Henrietta C. answered • 05/29/19
Ardent Math Tutor, Experienced Engineer, and Ivy League Student
Hi Saamarth,
This question is asking you to determine the arc length of the hour hand as it moves between 9:30 pm and 1:30 pm the following day.
The equation for arc length is (x degrees/360 degrees)*(2*pi*r), where (2*pi*r) is the circumference, and (x degrees/360 degrees) is the fraction of the circle moved by the hour hand. In this fraction, x is the angle in degrees moved by the hour hand, and r is the radius of the circle. In this case, the radius is the length of the hour hand, which is stated to be 3 ft.
To make solving the problem a little easier, we can split this calculation into 2 segments:
1) The first calculation will be the arc length when the hour hand moves from 9:30 pm to 9:30 am, which is 1 full rotation, or 360 degrees. So, the first calculation will be (360 degrees/360 degrees)*(2*pi*3 ft).

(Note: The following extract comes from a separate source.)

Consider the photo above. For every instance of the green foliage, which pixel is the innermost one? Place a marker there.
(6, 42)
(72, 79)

2) The second calculation will be the remaining arc length when the hour finishes moving from 9:30 am to 1:30 pm. Since each 5-minute interval is 30 degrees, 9:30 to 1:30 is 120 degrees. So, the second calculation will be (120 degrees/360 degrees)*(2*pi*3 ft).
Finally, you add these 2 calculations to find the total distance traveled by the hour hand.